I had big plans for this week: meetings with scholars and plans for work at ENS-Lyon.
So on Monday, I showed up at the Ecole des Entrepots,
all excited for Lucy to have a full day of school -- and for me to have a
full day of work. Turns out one of the teachers was out sick, so they were
asking parents to keep their kids home in the afternoon. You could say
no, but then they would parcel your kid out to another class so they
could reach a better ratio. I don't think that's a recipe for success,
given what a hard time she's having with the idea of full days. So
she stayed for lunch and I picked her up at 1:30. Since her teacher was going to be out sick for the entire week, it meant that I had to pick her up at 11:30 every other day.
Then, on Thursday, I went to pick Lucy up and found Kate in Lucy's classroom. My first thought was "Oh no, lice!" But no, Kate's teacher was sick, so they parceled the kids out to all the classes...and sent Kate to preschool, where she was helping the four year olds with crafts and gymnastics. Since I was already bringing Lucy home, I brought Kate home, too. Then, about an hour later, I got a call from the principal, telling me that Molly's teacher was going to be sick tomorrow as well, so I am keeping all the girls. I really think I am not supposed to get any work doon Friday (along with Kate's and Lucy's). So I just kept them all home.

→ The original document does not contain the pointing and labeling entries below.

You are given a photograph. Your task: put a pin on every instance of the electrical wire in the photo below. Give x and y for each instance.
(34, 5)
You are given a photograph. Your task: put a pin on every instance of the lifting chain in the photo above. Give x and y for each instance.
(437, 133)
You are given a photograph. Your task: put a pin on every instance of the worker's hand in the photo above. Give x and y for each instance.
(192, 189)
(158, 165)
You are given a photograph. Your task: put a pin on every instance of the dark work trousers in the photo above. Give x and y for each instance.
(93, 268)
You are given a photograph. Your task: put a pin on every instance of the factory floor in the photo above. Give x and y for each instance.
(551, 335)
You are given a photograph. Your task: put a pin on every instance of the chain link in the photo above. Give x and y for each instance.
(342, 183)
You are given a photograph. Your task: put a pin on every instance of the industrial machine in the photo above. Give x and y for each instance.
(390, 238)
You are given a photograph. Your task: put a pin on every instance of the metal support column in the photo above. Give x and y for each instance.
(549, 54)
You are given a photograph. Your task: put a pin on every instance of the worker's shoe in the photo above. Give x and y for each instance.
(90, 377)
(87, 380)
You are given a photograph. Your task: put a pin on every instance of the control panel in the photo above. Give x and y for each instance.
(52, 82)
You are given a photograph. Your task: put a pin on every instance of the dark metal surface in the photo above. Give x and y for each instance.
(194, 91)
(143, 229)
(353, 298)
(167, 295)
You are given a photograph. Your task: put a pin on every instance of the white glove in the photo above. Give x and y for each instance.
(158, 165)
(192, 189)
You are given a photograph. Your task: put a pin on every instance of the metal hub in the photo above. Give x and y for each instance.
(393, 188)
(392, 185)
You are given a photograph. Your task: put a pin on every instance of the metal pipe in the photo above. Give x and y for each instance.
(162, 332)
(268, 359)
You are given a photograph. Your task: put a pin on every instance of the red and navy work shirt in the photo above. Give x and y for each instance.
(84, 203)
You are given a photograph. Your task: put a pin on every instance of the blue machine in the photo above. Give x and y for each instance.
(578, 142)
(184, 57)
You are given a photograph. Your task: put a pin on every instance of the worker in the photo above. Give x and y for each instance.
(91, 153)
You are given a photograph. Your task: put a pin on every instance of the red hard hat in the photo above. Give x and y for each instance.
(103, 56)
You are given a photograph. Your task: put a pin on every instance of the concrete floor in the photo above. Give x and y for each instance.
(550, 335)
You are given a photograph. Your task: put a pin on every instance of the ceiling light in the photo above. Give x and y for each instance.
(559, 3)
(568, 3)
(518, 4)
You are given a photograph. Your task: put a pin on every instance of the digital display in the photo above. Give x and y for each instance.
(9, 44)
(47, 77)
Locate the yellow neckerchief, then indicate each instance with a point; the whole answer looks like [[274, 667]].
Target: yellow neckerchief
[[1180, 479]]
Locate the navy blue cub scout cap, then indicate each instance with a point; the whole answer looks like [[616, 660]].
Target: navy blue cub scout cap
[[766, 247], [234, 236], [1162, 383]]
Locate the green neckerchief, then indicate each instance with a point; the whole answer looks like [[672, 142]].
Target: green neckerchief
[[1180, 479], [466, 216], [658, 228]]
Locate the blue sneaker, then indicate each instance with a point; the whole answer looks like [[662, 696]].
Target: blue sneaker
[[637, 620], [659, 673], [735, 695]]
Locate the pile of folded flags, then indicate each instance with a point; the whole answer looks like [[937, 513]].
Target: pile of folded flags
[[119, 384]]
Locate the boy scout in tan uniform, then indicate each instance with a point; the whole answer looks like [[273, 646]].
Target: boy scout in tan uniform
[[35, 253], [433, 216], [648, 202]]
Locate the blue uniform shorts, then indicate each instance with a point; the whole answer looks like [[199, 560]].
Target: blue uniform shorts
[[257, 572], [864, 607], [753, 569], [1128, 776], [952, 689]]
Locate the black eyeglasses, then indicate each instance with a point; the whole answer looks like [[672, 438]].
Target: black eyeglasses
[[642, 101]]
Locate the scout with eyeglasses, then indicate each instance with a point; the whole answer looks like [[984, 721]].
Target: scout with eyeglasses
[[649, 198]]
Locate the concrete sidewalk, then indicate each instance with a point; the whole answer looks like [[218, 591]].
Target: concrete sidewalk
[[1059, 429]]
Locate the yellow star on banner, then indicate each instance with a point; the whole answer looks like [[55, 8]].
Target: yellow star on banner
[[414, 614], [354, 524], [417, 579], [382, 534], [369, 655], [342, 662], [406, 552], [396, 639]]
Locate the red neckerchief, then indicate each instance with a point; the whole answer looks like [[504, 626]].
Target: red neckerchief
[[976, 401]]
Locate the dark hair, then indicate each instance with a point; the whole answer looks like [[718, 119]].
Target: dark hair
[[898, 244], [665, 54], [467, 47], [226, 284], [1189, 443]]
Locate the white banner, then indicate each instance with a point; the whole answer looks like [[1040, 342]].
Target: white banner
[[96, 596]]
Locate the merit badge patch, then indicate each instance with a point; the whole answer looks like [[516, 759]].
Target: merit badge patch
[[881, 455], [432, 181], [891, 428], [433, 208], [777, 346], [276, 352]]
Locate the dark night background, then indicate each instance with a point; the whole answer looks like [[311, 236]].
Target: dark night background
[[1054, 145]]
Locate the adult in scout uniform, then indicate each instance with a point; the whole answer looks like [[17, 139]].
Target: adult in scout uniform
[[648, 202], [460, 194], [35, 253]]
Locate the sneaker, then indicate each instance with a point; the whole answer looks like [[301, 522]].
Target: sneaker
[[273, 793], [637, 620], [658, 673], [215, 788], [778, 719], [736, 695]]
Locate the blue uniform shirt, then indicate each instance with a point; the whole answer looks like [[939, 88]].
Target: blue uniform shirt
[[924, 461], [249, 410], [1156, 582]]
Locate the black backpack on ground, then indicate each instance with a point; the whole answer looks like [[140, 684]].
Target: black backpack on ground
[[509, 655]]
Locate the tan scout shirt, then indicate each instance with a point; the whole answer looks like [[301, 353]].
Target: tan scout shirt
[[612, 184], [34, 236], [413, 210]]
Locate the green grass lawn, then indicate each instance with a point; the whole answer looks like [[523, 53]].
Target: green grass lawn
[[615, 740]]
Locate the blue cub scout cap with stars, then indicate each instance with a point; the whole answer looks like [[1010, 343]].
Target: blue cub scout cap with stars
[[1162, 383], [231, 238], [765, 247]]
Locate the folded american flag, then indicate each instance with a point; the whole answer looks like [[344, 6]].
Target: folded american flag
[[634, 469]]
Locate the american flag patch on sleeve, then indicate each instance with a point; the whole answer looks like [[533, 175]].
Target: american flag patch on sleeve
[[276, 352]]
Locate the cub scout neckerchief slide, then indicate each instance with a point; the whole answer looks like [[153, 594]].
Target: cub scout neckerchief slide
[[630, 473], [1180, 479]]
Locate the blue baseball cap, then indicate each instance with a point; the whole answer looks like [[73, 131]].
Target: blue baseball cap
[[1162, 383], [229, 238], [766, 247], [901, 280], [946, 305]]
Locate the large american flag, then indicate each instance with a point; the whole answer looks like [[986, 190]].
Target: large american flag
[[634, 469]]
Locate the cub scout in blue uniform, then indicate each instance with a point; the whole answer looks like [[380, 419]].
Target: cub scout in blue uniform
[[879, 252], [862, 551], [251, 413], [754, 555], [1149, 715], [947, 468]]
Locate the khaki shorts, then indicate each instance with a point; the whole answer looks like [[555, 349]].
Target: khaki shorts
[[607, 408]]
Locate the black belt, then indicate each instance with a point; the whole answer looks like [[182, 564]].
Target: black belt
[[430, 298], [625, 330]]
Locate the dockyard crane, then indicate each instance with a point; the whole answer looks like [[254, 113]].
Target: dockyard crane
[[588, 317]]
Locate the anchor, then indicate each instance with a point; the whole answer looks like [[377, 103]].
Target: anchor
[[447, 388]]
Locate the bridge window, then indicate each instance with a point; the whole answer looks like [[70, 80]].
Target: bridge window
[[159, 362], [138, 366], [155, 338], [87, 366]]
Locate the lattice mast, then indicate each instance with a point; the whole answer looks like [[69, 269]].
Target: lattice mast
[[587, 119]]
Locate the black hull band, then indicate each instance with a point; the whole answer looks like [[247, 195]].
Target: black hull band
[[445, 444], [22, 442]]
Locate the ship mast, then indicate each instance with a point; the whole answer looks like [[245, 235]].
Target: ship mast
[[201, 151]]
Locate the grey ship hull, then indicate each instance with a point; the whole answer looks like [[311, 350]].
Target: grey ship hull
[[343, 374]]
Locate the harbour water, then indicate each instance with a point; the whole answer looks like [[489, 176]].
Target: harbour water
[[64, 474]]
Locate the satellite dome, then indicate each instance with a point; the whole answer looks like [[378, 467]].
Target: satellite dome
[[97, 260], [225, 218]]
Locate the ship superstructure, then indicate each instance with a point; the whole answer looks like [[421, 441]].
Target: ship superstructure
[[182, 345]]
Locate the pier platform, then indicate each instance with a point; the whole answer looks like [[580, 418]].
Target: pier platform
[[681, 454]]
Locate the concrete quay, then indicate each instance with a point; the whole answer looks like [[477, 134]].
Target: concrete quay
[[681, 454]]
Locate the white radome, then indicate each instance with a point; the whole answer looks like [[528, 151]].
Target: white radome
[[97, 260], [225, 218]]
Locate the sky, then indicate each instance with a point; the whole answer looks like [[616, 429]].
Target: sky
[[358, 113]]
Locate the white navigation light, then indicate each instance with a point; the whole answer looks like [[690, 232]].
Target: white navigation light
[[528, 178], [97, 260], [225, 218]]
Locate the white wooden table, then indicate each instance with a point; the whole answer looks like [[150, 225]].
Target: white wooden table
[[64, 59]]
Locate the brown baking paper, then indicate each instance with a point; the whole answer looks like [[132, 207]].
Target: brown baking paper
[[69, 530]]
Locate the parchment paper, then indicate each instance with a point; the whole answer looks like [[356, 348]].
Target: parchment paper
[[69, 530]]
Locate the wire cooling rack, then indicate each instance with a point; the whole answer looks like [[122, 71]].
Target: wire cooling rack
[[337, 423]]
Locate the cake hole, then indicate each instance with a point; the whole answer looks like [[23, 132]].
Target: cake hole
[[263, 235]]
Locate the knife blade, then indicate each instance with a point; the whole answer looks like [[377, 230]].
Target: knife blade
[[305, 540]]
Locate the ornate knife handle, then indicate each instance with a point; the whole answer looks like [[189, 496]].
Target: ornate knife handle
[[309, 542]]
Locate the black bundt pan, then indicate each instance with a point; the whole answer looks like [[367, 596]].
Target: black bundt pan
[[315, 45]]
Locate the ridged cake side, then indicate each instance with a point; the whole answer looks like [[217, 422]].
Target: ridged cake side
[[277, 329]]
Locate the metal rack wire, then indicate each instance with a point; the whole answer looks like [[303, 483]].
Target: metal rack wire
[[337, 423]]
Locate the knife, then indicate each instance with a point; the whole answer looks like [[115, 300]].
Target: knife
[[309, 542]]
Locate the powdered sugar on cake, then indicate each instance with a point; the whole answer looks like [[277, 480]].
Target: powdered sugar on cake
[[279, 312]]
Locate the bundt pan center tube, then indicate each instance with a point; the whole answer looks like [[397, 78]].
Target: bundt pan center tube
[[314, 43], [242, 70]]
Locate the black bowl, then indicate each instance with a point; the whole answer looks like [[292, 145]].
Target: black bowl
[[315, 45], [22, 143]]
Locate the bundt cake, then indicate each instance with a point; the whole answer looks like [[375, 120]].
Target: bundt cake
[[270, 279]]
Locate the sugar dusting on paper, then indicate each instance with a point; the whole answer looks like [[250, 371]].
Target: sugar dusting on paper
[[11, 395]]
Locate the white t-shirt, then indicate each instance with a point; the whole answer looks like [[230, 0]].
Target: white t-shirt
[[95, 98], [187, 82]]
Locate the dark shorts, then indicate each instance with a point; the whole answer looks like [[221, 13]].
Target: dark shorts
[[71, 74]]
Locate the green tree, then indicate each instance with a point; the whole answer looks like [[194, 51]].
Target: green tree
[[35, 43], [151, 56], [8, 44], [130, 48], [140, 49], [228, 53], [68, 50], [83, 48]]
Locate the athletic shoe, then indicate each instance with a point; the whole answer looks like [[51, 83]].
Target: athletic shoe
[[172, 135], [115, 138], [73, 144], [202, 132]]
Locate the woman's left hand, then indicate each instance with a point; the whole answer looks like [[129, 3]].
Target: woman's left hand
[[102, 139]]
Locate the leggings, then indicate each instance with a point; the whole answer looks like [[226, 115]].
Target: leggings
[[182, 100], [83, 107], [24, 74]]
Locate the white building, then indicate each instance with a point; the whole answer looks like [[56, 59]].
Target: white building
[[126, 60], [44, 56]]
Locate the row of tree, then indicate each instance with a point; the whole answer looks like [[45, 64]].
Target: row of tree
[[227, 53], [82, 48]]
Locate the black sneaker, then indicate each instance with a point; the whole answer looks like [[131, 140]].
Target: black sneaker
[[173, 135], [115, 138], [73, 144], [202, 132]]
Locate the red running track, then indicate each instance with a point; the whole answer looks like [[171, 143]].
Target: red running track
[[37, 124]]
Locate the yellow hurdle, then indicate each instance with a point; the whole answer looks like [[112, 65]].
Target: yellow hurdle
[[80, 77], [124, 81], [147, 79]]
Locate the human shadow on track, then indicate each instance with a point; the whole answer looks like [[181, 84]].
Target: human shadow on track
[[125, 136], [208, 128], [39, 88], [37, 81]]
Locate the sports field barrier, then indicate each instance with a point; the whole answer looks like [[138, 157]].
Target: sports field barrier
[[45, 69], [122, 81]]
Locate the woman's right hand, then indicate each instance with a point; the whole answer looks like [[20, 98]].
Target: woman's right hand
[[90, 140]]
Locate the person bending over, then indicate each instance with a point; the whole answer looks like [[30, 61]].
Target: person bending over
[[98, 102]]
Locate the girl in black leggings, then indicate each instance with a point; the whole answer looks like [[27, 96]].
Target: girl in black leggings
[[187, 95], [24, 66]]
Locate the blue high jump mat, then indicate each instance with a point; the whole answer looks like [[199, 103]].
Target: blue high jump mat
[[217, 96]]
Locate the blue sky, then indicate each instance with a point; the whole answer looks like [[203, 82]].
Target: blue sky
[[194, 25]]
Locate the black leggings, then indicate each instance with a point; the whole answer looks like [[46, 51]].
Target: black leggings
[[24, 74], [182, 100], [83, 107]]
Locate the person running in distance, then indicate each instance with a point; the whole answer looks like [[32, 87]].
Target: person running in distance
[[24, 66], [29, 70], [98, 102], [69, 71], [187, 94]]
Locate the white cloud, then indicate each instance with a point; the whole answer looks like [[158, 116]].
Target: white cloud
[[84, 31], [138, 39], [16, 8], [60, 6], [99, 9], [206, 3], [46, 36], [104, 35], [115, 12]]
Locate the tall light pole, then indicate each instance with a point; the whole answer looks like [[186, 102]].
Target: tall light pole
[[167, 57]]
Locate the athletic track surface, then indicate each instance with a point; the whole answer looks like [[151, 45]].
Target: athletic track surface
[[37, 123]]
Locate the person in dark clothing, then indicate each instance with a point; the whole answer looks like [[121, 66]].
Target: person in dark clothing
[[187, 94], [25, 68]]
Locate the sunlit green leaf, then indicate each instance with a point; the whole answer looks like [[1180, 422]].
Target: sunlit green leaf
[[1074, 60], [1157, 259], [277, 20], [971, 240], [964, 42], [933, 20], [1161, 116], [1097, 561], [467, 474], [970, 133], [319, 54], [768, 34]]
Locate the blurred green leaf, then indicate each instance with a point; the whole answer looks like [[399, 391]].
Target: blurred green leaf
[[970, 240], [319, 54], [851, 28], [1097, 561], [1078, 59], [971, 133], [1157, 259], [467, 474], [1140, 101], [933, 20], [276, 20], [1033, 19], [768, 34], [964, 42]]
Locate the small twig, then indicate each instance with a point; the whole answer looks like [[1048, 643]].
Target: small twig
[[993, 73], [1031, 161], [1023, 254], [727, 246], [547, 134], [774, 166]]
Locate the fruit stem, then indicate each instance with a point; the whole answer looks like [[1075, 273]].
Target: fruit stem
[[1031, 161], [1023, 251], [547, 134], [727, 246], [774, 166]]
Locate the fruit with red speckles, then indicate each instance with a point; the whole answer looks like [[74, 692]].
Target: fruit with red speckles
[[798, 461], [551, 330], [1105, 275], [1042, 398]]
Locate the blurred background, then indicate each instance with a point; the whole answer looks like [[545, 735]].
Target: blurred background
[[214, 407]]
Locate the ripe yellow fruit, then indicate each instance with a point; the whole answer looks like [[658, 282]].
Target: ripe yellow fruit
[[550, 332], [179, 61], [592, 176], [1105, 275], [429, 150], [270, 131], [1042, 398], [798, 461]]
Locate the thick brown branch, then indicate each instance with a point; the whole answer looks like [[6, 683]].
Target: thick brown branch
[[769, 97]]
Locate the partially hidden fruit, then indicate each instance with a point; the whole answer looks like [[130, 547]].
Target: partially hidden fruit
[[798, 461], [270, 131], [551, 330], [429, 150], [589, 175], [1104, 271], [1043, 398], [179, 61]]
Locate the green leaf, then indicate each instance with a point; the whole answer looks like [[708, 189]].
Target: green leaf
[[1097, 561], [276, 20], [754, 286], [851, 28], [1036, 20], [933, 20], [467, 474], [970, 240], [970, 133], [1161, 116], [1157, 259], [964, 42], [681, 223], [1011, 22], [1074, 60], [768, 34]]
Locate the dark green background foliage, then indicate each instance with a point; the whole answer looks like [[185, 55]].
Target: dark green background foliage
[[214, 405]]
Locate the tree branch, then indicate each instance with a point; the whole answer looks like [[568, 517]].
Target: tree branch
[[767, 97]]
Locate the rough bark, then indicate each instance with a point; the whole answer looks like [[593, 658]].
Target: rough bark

This makes me wonder a few things. I wonder if "sick" is code for "strike." I suspect it's not, or they would have said, but perhaps they have a reason. More importantly, I wonder what this says about childcare and the French public school system. I saw many grandparents arriving to pick up the kids in Kate and Lucy's classes. What do single parents or people without flexible jobs or without family backup do? Often in the U.S., people point to Europe --and notably, France -- as a country that has solved the problem of childcare and working, but this experience doesn't seem to demonstrate to me the truth of that statement.